◆高校野球秋季北海道大会第2日 ▽2回戦 駒大苫小牧2―5北照(1日・札幌円山球場) 秋の全道では2年連続決勝で涙をのんできた北照が力強く8強入りだ。優勝候補の駒大苫小牧相手に1―1の8回、1死満塁で峰岡良介(2年)が走者一掃の勝ち越し三塁打を放ち試合を決めた。

 鋭い峰岡のライナーが一気に右中間を割った。1―1の同点で迎えた8回の1死満塁。救援の2番手・野沢尚がマウンドに登ると河上敬也監督(49)が打席に向かう峰岡にハッパを掛けた。

 「相手は夏の経験がない。お前は経験している。それを生かせ」

 この夏の南大会では背番号15ながらスタメン入りした峰岡はこの一言で心に余裕ができた。「打ったのは真っすぐ。その前の2本のヒットが全部スライダーだったので必ず続けて真っすぐがくると思い狙っていました」と胸を張った。

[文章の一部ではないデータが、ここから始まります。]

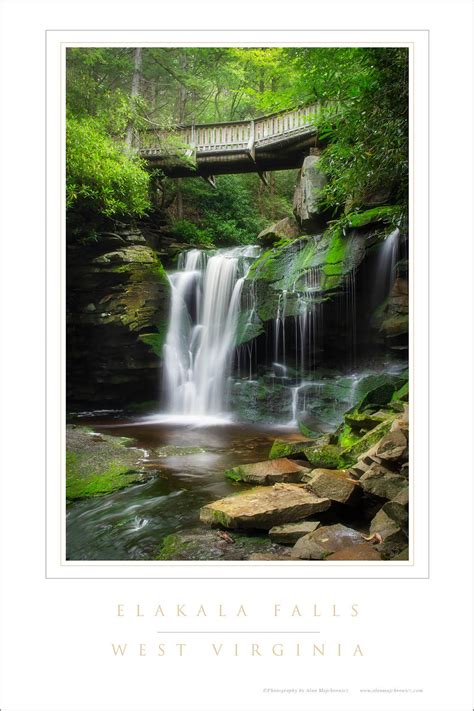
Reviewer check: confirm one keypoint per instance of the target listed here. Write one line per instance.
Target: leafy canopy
(100, 175)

支部予選では絶不調だった峰岡の殊勲の走者一掃の三塁打。初戦快勝で優勝を狙う駒大苫小牧の出はなをくじき初戦突破だ。

 「前半は競っていけば必ずチャンスがくるからそれまで辛抱しろといい聞かせていました。峰岡がいいところで打ってくれました」指揮官は思い通りの試合展開にニンマリする。

 エース不在の投手陣で五十嵐海人、渡辺大樹のリレーもズバリ決まり、打線は14長短打。「これでチームの力がつかめそうです」と確かな手応えを感じ取った。